La liberté guidant le peuple
Alors que les élections présidentielles américaines se profilent au cours de l’année 2015, Tom King, scénariste du comics The Vision, émet l’envie de parodier le système politique en y incorporant la divinité Asgardienne de la malice et des mensonges, Loki. Malgré l’engouement suscité par le projet initialement intitulé Loki for America, il est contraint de l’abandonner pour se consacrer à l’écriture d’une nouvelle série : Batman. Il confie l’exploitation de ses idées à Marvel, et la tâche incombe à Langdon Foss et Christopher Hastings d’étoffer les premières ébauches de King pour développer une trame complète, tout en scrutant d’un œil avisé l’actualité politique.
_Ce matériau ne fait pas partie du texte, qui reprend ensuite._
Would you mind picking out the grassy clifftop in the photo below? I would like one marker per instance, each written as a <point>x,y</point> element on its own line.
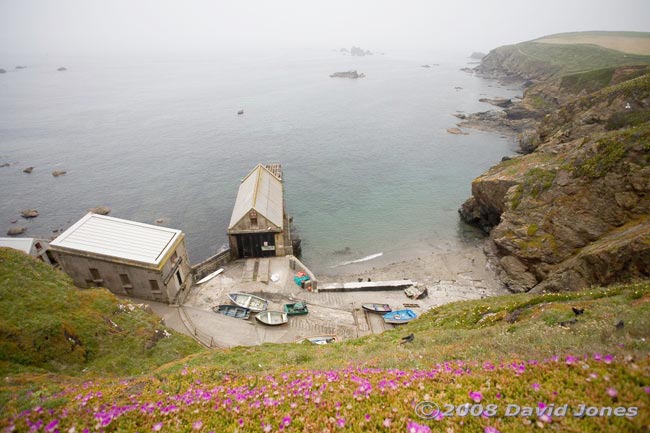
<point>46,324</point>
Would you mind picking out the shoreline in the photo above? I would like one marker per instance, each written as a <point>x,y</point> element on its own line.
<point>467,267</point>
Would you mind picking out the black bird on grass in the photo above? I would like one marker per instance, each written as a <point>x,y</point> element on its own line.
<point>578,311</point>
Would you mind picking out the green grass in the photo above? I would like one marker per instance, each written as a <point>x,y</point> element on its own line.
<point>46,324</point>
<point>511,349</point>
<point>578,57</point>
<point>627,118</point>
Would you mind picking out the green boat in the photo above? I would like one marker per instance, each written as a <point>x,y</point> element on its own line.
<point>297,309</point>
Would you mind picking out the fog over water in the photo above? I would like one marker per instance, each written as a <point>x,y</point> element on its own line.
<point>149,27</point>
<point>145,117</point>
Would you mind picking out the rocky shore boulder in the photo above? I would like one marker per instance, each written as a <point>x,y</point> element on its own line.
<point>456,131</point>
<point>29,213</point>
<point>100,210</point>
<point>347,74</point>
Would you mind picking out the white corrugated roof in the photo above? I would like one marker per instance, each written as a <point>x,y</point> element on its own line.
<point>119,238</point>
<point>262,191</point>
<point>20,244</point>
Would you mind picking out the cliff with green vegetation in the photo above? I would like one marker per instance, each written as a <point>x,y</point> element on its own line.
<point>574,210</point>
<point>48,325</point>
<point>535,350</point>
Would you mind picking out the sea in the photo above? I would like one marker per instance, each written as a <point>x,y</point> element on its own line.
<point>371,174</point>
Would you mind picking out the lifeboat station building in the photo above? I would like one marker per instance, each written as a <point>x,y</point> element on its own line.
<point>127,257</point>
<point>259,226</point>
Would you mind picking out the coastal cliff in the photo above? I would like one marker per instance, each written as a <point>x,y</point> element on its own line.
<point>573,211</point>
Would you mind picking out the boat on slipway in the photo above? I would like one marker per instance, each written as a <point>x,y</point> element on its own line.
<point>400,316</point>
<point>297,309</point>
<point>377,308</point>
<point>319,339</point>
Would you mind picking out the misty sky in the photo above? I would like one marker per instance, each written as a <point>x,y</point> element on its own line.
<point>83,27</point>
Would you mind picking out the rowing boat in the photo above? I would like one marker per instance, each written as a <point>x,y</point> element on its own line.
<point>233,311</point>
<point>377,308</point>
<point>246,300</point>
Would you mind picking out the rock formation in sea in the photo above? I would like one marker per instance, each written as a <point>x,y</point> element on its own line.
<point>574,209</point>
<point>356,51</point>
<point>456,131</point>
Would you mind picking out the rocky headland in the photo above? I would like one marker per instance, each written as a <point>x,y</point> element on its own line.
<point>574,209</point>
<point>348,74</point>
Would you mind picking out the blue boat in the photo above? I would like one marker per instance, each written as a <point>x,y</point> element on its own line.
<point>399,316</point>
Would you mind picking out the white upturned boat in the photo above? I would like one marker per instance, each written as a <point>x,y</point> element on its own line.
<point>209,276</point>
<point>252,302</point>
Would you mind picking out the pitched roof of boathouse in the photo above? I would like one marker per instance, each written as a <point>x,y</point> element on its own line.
<point>261,190</point>
<point>118,238</point>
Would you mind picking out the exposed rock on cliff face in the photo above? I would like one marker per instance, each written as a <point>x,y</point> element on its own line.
<point>575,211</point>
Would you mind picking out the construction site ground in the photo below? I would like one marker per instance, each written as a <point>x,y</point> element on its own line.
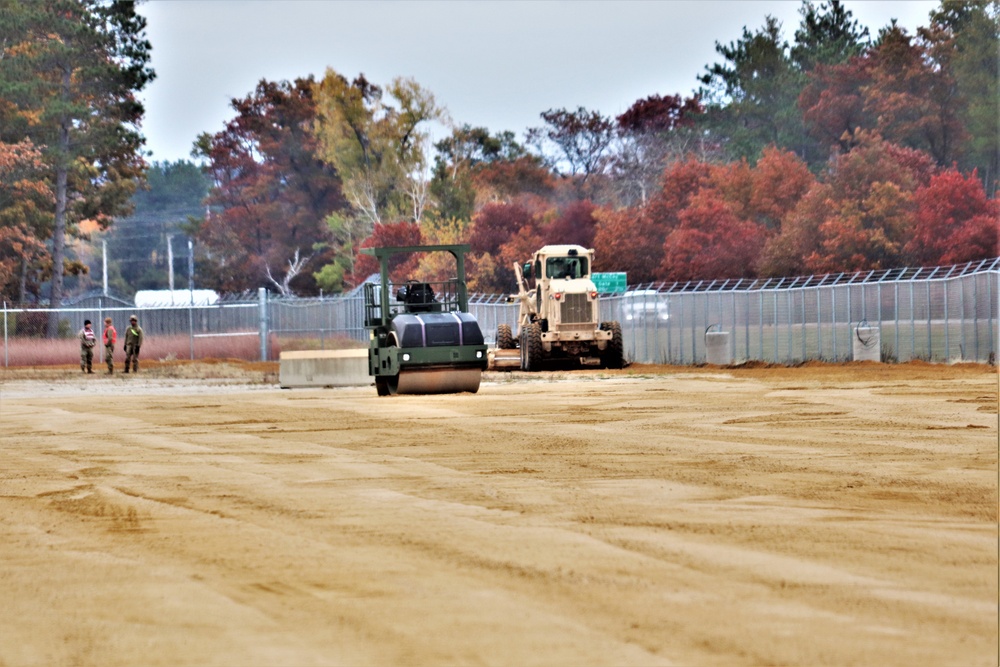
<point>196,514</point>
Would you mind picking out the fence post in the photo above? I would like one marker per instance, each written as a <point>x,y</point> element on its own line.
<point>262,301</point>
<point>191,328</point>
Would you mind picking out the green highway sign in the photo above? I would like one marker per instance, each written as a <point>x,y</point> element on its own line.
<point>610,283</point>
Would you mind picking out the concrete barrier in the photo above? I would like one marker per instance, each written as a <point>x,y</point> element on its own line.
<point>331,368</point>
<point>718,348</point>
<point>867,344</point>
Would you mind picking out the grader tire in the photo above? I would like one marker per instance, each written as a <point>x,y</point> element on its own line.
<point>531,347</point>
<point>614,354</point>
<point>505,339</point>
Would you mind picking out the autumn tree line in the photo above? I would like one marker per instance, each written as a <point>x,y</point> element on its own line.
<point>824,150</point>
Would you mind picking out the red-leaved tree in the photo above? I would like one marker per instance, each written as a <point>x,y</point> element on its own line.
<point>955,221</point>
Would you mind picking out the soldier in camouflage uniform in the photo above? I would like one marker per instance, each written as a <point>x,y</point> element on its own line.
<point>110,336</point>
<point>88,339</point>
<point>133,341</point>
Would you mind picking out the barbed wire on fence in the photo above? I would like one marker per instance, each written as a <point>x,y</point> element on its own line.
<point>931,313</point>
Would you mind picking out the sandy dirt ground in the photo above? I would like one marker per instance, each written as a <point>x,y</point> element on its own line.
<point>821,515</point>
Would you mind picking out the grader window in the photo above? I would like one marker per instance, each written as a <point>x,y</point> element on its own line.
<point>566,267</point>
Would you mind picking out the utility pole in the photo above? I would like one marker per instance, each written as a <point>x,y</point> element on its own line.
<point>104,262</point>
<point>191,269</point>
<point>170,264</point>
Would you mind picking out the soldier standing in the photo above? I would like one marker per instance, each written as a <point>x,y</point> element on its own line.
<point>110,336</point>
<point>88,339</point>
<point>133,341</point>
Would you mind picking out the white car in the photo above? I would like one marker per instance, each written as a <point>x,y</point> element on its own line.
<point>644,306</point>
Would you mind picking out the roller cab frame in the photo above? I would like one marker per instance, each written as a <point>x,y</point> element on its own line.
<point>422,339</point>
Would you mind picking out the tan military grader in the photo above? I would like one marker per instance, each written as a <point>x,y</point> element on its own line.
<point>558,318</point>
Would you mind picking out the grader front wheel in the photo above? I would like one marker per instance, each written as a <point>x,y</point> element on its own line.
<point>505,339</point>
<point>531,347</point>
<point>614,354</point>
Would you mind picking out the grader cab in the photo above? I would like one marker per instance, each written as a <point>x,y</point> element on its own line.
<point>559,315</point>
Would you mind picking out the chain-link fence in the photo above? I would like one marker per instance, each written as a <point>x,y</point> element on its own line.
<point>941,314</point>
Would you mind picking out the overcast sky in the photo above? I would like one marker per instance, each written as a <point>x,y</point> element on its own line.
<point>496,64</point>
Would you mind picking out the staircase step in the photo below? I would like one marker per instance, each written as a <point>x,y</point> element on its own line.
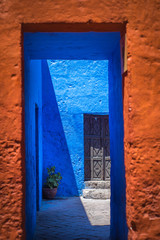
<point>97,184</point>
<point>96,193</point>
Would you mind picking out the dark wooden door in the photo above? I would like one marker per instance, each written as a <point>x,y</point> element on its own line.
<point>96,147</point>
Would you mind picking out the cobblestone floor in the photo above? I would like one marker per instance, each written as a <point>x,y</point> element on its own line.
<point>73,218</point>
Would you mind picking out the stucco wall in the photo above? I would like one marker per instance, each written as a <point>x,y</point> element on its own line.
<point>141,98</point>
<point>70,89</point>
<point>118,198</point>
<point>33,97</point>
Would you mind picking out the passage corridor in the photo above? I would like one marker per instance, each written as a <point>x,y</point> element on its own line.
<point>73,218</point>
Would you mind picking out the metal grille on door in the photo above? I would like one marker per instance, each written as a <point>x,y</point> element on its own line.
<point>96,147</point>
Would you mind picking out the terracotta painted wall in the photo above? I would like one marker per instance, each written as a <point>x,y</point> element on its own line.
<point>141,108</point>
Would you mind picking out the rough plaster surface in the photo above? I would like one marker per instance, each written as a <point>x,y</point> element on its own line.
<point>141,108</point>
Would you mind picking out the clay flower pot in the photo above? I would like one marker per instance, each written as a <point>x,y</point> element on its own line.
<point>49,193</point>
Si le synopsis original se focalisait sur l’investiture du dieu nordique, la nouvelle version proposée par Foss et Hastings propose au lecteur de suivre une course frénétique à la présidence dans laquelle Loki s’est immiscé malgré lui, sous la forme d’un thriller politique rempli de rebondissements. Le récit débute à la suite d’un débat entre les représentants du Parti Démocrate et Républicain, une conférence de presse est organisée avec les deux membres des partis traditionnels américains. Alors que des terroristes de l’organisation Hydra tentent d’assassiner les politiciens, Loki s’interpose et se présente de façon détournée comme candidat potentiel aux élections.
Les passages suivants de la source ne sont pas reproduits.